Remote Code Execution via Insecure Deserialization in LangChain `load_chain`
Overview
A critical remote code execution (RCE) vulnerability was discovered in the LangChain framework, affecting versions prior to 0.3.5. The vulnerability resides in the `load_chain` function, which is used to load saved agent or chain configurations from local files. The root cause is the unsafe use of Python's `pickle` module for deserialization. Although the function is intended to load JSON or YAML files, it can be tricked into deserializing a file with a `.pkl` extension if referenced within the configuration. An attacker could craft a malicious pickle file containing an arbitrary Python payload and a benign-looking `.yaml` configuration file that points to it. When a victim application uses `load_chain` to load this configuration, the malicious pickle file is deserialized, executing the embedded code with the full permissions of the Python process running the LangChain application. This attack vector is especially potent in scenarios where applications allow users to upload or specify chain configurations, or in supply chain attacks where a malicious configuration is bundled within a third-party project. The discovery, made by security researchers at Trail of Bits, highlighted the recurring danger of insecure deserialization in complex application frameworks, even those at the forefront of AI development.
Affected Systems
Testing Guide
1. Check your project's dependencies for the LangChain version.
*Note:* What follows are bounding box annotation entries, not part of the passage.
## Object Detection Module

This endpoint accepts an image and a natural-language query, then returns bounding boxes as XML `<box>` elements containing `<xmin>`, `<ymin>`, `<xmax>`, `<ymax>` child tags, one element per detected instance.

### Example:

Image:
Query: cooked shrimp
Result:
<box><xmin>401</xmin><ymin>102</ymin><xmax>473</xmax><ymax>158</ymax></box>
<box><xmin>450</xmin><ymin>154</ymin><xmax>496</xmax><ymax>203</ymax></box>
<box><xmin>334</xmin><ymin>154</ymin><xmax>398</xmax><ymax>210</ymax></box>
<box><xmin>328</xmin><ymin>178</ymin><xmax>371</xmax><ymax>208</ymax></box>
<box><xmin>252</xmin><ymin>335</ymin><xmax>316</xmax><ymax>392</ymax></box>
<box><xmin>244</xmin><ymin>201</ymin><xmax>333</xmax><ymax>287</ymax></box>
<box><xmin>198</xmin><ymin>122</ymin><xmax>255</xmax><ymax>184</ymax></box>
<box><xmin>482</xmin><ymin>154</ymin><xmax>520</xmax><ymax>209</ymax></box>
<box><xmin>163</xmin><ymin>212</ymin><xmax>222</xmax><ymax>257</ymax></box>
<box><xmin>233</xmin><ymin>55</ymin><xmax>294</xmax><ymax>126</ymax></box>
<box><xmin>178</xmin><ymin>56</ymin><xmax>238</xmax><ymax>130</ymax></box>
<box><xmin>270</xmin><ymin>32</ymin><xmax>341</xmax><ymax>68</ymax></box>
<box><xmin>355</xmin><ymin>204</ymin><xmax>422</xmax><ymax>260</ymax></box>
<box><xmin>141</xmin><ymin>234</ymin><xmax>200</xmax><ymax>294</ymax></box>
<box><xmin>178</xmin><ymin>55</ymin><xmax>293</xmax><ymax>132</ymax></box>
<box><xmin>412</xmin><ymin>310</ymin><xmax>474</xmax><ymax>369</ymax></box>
If it is below `0.3.5`, you are vulnerable. 2. Create a test pickle file with a simple payload, e.g., one that writes to a temporary file: `import pickle, os; class RCE: def __reduce__(self): return (os.system, ('touch /tmp/pwned',)); pickle.dump(RCE(), open('malicious.pkl', 'wb'))` 3. Create a YAML file `config.yaml` that references the pickle file. 4. In a test script, use the vulnerable `load_chain` function to load `config.yaml`. 5. Check if the file `/tmp/pwned` was created. If it exists, your application is vulnerable.
Mitigation Steps
1. **Upgrade LangChain:** Immediately update to version `0.3.5` or later. The patch replaces the unsafe `pickle.load()` with a safer loading mechanism or removes the functionality entirely. 2. **Avoid Loading Untrusted Files:** Never use `load_chain` or similar functions to load configurations from untrusted or user-provided sources. Treat all serialized artifacts as untrusted code. 3. **Use Safe Formats:** When saving and loading chain configurations, explicitly use safe serialization formats like JSON and ensure the loading mechanism does not have a code execution path. 4. **Code Scanning:** Implement static analysis security testing (SAST) tools to scan your codebase for unsafe deserialization patterns like `pickle.load()`.
Patch Details
Patched in LangChain version 0.3.5. The patch replaces unsafe pickle loading with a pure JSON/YAML parsing approach.